Washington, January 26: The Human Rights Watch (HRW) has vehemently condemned Washington’s reluctance to prosecute former US officials over illegal interrogation techniques in the country’s prisons.

In its 2011 World Report published on Monday, the New York-based HRW harshly criticized the White House for its failure to set up inquiry commissions to investigate numerous cases of mistreatment of detainees at US prisons namely the notorious detention facility at Guantanamo Bay, Cuba, AFP reported.

The 649-page report brought to the fore the overhanging issue of illegal interrogation techniques at prisons, saying there is overwhelming evidence that senior officials at the Bush administration authorized techniques tantamount to torture.

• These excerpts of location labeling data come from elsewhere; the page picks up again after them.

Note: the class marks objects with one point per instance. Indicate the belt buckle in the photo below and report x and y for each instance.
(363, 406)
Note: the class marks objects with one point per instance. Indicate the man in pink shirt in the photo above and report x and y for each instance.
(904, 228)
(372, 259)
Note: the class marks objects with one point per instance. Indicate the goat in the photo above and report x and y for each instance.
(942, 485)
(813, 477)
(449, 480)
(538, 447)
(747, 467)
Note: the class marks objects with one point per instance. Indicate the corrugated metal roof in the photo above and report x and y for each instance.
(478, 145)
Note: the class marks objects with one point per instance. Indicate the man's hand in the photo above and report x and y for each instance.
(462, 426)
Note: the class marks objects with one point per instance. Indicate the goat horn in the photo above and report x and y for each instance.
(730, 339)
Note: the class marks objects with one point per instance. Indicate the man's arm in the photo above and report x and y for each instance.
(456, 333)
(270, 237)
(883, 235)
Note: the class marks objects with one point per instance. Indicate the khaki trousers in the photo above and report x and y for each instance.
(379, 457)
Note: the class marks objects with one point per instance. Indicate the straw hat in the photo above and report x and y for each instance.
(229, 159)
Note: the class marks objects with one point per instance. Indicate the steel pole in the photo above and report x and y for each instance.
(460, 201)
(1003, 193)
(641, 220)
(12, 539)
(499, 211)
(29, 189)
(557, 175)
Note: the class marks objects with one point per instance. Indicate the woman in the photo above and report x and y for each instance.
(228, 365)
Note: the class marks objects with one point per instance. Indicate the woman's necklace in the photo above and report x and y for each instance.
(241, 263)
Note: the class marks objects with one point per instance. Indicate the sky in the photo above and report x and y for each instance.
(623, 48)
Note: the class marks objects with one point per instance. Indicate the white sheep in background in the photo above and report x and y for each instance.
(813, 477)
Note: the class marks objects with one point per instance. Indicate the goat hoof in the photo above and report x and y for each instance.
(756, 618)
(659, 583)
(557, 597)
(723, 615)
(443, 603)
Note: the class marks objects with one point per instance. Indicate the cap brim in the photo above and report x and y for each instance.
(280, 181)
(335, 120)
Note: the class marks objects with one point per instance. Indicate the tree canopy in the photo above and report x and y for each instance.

The leading rights group also bristled at US President Barack Obama for bulking at the promise he made on the campaign trail in 2008 to shut down the Guantanamo Bay prison camp.

Obama signed a major defense bill on January 7, effectively preventing the closure of the US military prison, where 173 suspects are held in captivity with no hope of a fair trial.

The Guantanamo detention facility was initially established at a US naval base in Cuba on January 11, 2002 by the administration of former US President George W. Bush. Almost 800 people have been detained at the prison since it was opened.

For years, the HRW has repeatedly called on the US government to close the prison, ever since the first reports came out based on which “war-on-terror” suspects held at the detention facility were being mistreated by weatherboarding, sleep deprivation, beatings, and confinement in cold cells.

The HRW has also stated that the United States continues to hold nearly 50 suspects at Guantanamo facility for an indefinite period, and even without a fair trial.